Sidecar is a new feature that turns your iPad into an advanced second display for your Mac computer running MacOS Catalina. You can move your mouse off the right edge of your Mac monitor and see it appear on the left edge of the iPad and keep going.
There’s no lag as you have the option of using a wire or doing it wirelessly. Plus, it adds the benefits of a touch screen, so you can use your fingers or the Apple Pencil to tap, zoom, and so forth on your Mac apps through your iPad screen.
Apple Sidecar Astropad isn’t like the others above. Instead of taking over the computer and running apps, this one turns your iPad into a graphics tablet similar to those sold by Wacom. You use your iPad and Apple Pencil to draw on your iPad, but your movements and work are sent through Bluetooth to the Mac. This means that you can essentially run the computer version of Photoshop, Pixelmator, Affinity, or any other computer graphics program and control it from your iPad.
Although this is possible with Screens or Chrome Remote Desktop up to a point, Astropad is geared solely toward graphics/pencil performance. If you are an artist, and need the full computer version of your chosen art program, you should look into this one. This one only works with Macs, not PCs.
Web Apps Everything up to this point has either been included on your iPad for free or is easily available for download from the App Store. But the App Store isn’t your only option.
There are also countless web-applications available over the Internet for free or for a subscription fee. Some people survive just fine using nothing but a Chromebook as their primary computer, and, until recently, they used nothing but web applications… and we’re looking at them in this article as almost an afterthought. Many web-based apps didn’t work properly on earlier versions of Safari, as the browser identified itself as a “mobile device” and could only download the limited “phone version” of many websites.
This year, Safari has finally gotten serious with its browser and made it a full desktop-class browser, able to load the full version of most web sites. If you tried some kind of web service before and didn’t like the experience, it’s time to try again — You may get better results.
Word, Excel, and PowerPoint — I mentioned these apps earlier and said they required an Office365 subscription to run. That’s true enough for the apps, but they also exist as Web-browser apps that you can use for free online. The web-apps are somewhat more limited than the App Store versions, but they may be enough for your needs.
Overleaf — I mentioned the app TeX Writer earlier in the article as a tool for writing in LaTeX on your iPad. Another option is to use the Overleaf.com website. It’s a free service (if you don’t need collaboration), that lets you write, edit, and preview LaTeX documents “in the cloud.” The original text and paperback version of this article was written and designed completely on the Overleaf site.
Gmail is the world’s most popular e-mail service, and it’s completely compatible with all the email clients I mentioned earlier, but many people still prefer to just use the Gmail.com website to access their mail.

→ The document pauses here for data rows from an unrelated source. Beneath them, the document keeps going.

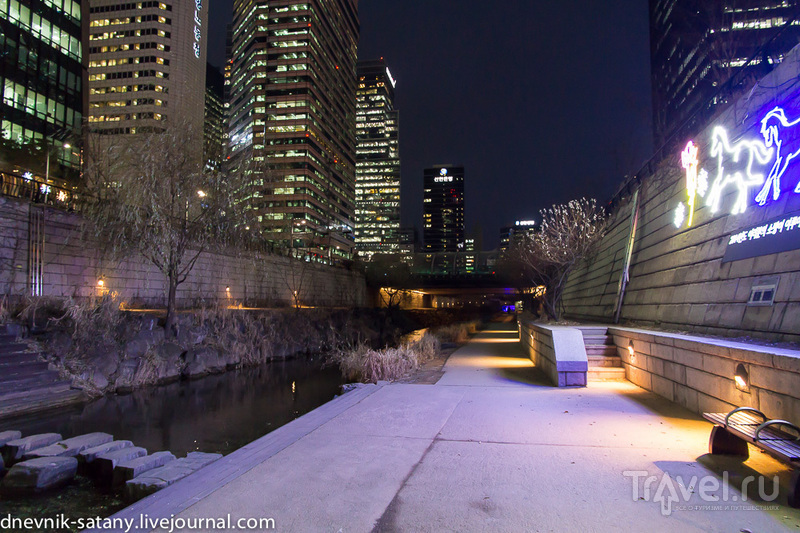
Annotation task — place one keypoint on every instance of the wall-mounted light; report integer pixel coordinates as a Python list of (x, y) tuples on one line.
[(742, 378)]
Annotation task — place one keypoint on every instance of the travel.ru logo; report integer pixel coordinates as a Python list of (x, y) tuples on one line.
[(674, 494)]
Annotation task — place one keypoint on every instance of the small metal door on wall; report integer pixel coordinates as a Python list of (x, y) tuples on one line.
[(36, 250)]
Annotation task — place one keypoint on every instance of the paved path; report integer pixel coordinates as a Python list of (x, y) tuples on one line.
[(490, 447)]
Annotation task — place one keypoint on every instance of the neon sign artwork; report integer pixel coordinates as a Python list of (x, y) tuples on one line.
[(741, 165), (771, 127), (721, 147)]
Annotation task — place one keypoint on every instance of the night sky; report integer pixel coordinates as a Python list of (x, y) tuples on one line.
[(542, 101)]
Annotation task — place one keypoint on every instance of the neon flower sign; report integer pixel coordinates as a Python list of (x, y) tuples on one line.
[(740, 165)]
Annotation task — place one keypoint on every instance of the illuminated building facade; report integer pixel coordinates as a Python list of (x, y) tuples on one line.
[(697, 45), (377, 161), (147, 64), (293, 92), (443, 209), (43, 76), (214, 128)]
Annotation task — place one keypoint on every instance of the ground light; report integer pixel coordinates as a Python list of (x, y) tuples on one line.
[(742, 378)]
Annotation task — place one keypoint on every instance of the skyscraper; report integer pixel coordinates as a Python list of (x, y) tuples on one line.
[(43, 76), (443, 208), (377, 161), (697, 45), (214, 127), (147, 64), (293, 87)]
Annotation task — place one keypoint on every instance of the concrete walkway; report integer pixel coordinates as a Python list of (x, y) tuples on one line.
[(490, 447)]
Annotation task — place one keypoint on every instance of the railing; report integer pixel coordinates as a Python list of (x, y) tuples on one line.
[(36, 190)]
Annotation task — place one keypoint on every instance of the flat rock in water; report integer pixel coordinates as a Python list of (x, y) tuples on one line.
[(127, 470), (38, 475), (6, 436), (13, 450), (70, 447), (102, 468), (89, 455), (158, 478)]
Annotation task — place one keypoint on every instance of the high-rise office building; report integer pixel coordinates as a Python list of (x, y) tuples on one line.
[(697, 45), (43, 75), (377, 161), (147, 65), (293, 91), (214, 127), (443, 209)]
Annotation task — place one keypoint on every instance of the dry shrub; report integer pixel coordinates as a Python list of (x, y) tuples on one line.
[(370, 366), (426, 347)]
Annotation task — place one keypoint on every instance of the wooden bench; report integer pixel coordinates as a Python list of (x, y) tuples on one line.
[(732, 431)]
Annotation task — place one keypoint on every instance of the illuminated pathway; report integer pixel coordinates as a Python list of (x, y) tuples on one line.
[(490, 447)]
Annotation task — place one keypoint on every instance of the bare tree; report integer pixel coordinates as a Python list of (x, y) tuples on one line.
[(568, 234), (389, 275), (151, 193)]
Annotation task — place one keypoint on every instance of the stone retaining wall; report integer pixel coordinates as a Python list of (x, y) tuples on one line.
[(558, 351), (677, 276), (698, 373), (73, 266)]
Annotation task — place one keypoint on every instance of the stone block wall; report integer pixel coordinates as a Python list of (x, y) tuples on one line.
[(73, 265), (557, 351), (678, 279), (698, 373)]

Google Apps (aka Google Docs and/or GSuite) is one of the most popular cloud-based systems for getting work done. There’s Google Docs, Sheets, Slides, and a handful of other apps. They’re the best apps going to collaborative writing,
and millions of students and businesses use these apps exclusively. These used to require clunky, poorly-made apps from the app store to run, but with iPadOS, they now work just fine in Safari, as do all the apps mentioned above.